Museum display pops up at City Hall for Canada 150

Dec 21, 2016 | 2:45 PM

KAMLOOPS — As the nation prepares to celebrate Canada’s 150th anniversary next year, staff at the Kamloops Museum and Archives are digging through their extensive collections of photographs and artefacts to create a historical display at City Hall. 

The Talking Walls Project is beginning to take shape in City Hall’s main lobby, celebrating the people and events that have shaped Kamloops. 

“This year knowing that Canada 150 is coming and it’s an entire celebration of Canada’s 150th birthday for the whole year of 2017, we decided to have a pop-up museum here at City Hall, to commemorate that, to mark that at the very beginning of the year, and mark it at the end,” said Kamloops Museum Supervisor Julia Cyr.

The museum has been working on a commemorative wall for the past two and a half months, and it’s now beginning to take shape.

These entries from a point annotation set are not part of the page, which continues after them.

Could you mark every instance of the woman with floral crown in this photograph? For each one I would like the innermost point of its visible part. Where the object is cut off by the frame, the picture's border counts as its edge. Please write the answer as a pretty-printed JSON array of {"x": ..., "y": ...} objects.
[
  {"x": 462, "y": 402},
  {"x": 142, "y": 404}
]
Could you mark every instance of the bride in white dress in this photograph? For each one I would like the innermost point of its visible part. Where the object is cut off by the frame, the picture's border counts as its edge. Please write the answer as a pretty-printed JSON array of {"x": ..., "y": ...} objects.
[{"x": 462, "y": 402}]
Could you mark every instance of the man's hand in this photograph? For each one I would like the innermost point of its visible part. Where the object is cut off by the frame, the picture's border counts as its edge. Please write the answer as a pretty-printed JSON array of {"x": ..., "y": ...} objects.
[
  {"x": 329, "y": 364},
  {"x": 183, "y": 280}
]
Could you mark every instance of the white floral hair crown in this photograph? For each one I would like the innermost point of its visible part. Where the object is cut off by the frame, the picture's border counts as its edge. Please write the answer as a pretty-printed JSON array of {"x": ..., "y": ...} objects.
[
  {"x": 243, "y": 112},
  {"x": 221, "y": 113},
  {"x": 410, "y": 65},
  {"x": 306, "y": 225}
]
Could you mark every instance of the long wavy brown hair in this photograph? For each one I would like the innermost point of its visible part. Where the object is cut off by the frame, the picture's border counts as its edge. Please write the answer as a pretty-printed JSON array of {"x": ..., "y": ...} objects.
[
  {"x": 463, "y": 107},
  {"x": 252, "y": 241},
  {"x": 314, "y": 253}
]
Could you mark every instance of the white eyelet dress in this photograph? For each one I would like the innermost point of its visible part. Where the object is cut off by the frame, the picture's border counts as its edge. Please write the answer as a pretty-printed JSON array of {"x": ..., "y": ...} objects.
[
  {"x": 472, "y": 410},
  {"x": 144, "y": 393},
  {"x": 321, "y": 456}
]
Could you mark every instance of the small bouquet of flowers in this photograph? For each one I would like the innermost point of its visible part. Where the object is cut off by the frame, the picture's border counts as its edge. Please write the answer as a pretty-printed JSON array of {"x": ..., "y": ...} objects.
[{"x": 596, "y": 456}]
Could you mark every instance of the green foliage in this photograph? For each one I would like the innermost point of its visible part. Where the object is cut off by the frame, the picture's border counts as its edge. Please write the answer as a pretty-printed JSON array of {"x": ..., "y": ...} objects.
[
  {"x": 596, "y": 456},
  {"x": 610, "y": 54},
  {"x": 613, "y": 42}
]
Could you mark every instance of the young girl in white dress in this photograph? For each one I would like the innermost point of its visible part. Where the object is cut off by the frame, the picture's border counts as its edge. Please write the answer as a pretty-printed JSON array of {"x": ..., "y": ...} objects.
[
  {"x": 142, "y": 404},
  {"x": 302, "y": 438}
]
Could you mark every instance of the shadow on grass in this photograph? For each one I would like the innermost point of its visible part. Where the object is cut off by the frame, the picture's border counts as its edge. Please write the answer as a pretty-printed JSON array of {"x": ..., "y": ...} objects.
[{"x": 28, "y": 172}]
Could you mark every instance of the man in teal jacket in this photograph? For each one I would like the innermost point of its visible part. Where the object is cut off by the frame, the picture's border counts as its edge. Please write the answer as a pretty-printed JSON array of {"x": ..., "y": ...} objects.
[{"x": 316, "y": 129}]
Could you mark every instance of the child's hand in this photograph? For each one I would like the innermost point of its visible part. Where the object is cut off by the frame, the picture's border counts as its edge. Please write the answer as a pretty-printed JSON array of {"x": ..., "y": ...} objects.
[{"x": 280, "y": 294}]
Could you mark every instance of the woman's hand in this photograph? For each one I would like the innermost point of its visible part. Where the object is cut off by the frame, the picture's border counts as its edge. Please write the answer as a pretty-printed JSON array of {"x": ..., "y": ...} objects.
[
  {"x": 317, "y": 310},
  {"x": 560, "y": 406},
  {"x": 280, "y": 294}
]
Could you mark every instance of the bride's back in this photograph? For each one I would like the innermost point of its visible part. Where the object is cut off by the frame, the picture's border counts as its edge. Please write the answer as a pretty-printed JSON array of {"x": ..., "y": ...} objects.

“The main themes for Canada 150 are truth and reconciliation, it’s about youth, diversity, and the environment, and so the themes that we’ve connected to draw back on that, and it’s also about our local city and it talks about things that Kamloops is really known for,” Cyr said.

That includes such hallmarks as the railway, the economy, and a passion for sport, all reflected on the wall in large-scale photographs. 

For museum archivist Scott Owens, narrowing down a selection of photographs for the City Hall display was quite the challenge.

“At the Kamloops Museum and Archives we have about 10,000 images in what we call our KMA photograph collection,” Owens said, “and so a lot of the process for developing this exhibit came from going through these images and selecting images that were visually striking.” 

The museum also has an extensive collection of artefacts, some of which will be added to display boxes mounted to the wall. 

“We have a really exhaustive fly fishing display at our museum,” said Kamloops Museum Curator Matt Macintosh, “so we’re going to draw on that and show some small artefacts from the fly fishing collection, as well as in consultation with the Secwepemc Museum and Archives we have a few artefacts from Indigenous culture around the area as well.” 

The pop-up museum at City Hall is just a taste of what will be on display at the Kamloops Museum itself in the new year, celebrating what has defined our city and nation over the past 150  years. 

“It’s a really important moment for Canada to celebrate and to look at what has been our past and our history in the past 150 years, and what will it be in 150 years from now?” Cyr said. “So it gives us that opportunity to take pause and think about those topics.”